I haven’t been writing much. The spring weather has been calling me outside with gardening, weeding, watering, and of course trail riding. My writing has suffered. But I watched for a window on my calendar and saw a mostly-free Wednesday and Thursday. My husband planned to be out of town golfing, and the weather was going to be too hot for riding. I would make my own writer’s retreat.
Writers’ retreats are usually group affairs in exotic, or at least fun, locales. Writers come together, write in their hotel rooms or quiet common places, and maybe share readings of their work. There might be facilitated writing exercises. My writers’ group has tried this by meeting up at a member’s cabin on the river, but we ended up just chatting, eating good food, and drinking wine. We decided that for actual writing, we were better off alone.
I hadn’t really done this before, setting aside a large block of time to prioritize my creative process. I tend to write in the mornings, but it’s haphazard, and often comes second to other things on my “to-do” list. I usually write regularly, but my task list has been long lately, with travel planning, or house maintenance planning, or working on the business and marketing side of writing. I really needed a block of several hours to focus on the creative part of writing. I knew what I would work on, a couple of early draft blog posts (like this one!), and a collection of poems and essays about living in Washington that I’ve started to pull together. I had projects ready, but I thought my personal writer’s retreat needed something more.
Like good food. So I made some rhubarb oat bars the night before. My retreat also needed some good drinks- we have a very large selection of teas, so that was covered. We also have alcohol, but that was not desirable in the morning during my planned work hours. Maybe if it was an evening retreat, and my writers’ group was around… oh wait, we already determined that doesn’t work.
Then there were the other ever-present distractions that I had to remove. I logged out of Facebook. I logged out of my emails. I moved my phone to another room, so I wasn’t tempted to check for messages too often. Off it went to the bathroom, where I could hear the message notifications (in case one of the roofing contractors called back) but I had to physically get up out of my chair to check them.
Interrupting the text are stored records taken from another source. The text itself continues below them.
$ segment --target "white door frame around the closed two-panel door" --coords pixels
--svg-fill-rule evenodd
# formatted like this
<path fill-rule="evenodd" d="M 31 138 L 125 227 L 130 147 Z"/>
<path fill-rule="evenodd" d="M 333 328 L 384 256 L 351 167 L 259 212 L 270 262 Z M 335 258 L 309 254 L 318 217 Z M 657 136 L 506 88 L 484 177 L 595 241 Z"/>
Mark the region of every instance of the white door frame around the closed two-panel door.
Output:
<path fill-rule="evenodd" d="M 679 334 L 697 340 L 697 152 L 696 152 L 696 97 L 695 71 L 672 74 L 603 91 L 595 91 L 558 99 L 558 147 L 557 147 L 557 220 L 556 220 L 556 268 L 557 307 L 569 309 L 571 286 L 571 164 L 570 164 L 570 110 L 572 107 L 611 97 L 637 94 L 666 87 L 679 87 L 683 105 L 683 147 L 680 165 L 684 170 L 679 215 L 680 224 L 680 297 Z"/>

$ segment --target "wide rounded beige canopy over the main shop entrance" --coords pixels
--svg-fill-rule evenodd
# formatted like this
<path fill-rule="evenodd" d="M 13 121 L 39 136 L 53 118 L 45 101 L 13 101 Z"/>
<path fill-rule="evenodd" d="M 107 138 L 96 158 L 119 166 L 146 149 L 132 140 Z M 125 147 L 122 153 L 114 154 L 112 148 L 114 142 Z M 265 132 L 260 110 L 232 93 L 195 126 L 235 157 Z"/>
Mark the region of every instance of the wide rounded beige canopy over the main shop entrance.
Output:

That slowed down my urge to constantly look and see what I was missing out there in internet-land.
The morning of the retreat, I read a bit of a novel over breakfast to get in writing mode. I kept another book beside me, Cascadia, a collection of poems and essays about the Northwest. I planned to turn to that if my brain got stuck. Then it was just me, the keyboard, and my printed drafts of poems and essays. I love words, sentences, and playing around with lines and paragraphs. Once I get into a manuscript, I can focus for quite a while. Off I went into my retreat away from the world, into the words, for several hours. When I found myself thinking of other tasks that were calling my name, as I always do, I wrote them down on my ever-growing to-do list, then went right back to the writing.
I would have preferred it if my office was cleaner before I started, as a way to clear my mind, but that didn’t happen. It was tempting to use that cleaning task as a last minute procrastination, but I just left the piles of books and paper where they were, a comfortable clutter to shove aside when I need to move to the chaise instead of the desk. Really, I am most comfortable with some clutter surrounding me. I have the messy kind of brain, not the OCD brain. The disarray in the room matches the words and thoughts bouncing around in my mind. My version of creativity is not neat.
That was it, a few hours alone, letting the words flow. I knew if I got stuck, there were writing techniques that would work for me: 1) free writing, about anything and everything, for a discrete length of time; 2) find a line in a book (like Cascadia) and write on from there; 3) read a little bit, then write some more; 4) make a cup of tea, grab a snack, look out at the trees, then come back to my desk; 5) change location, move to the chaise, or move outside.
And it worked. I wrote for several hours over two mornings. I didn’t get stuck. I edited and revised poems, essays, and wrote a blog. I delayed the busy tasks that tend to fill my brain, tempting me away from writing. I found my Zen writer’s mind. Plus, I ate rhubarb bars.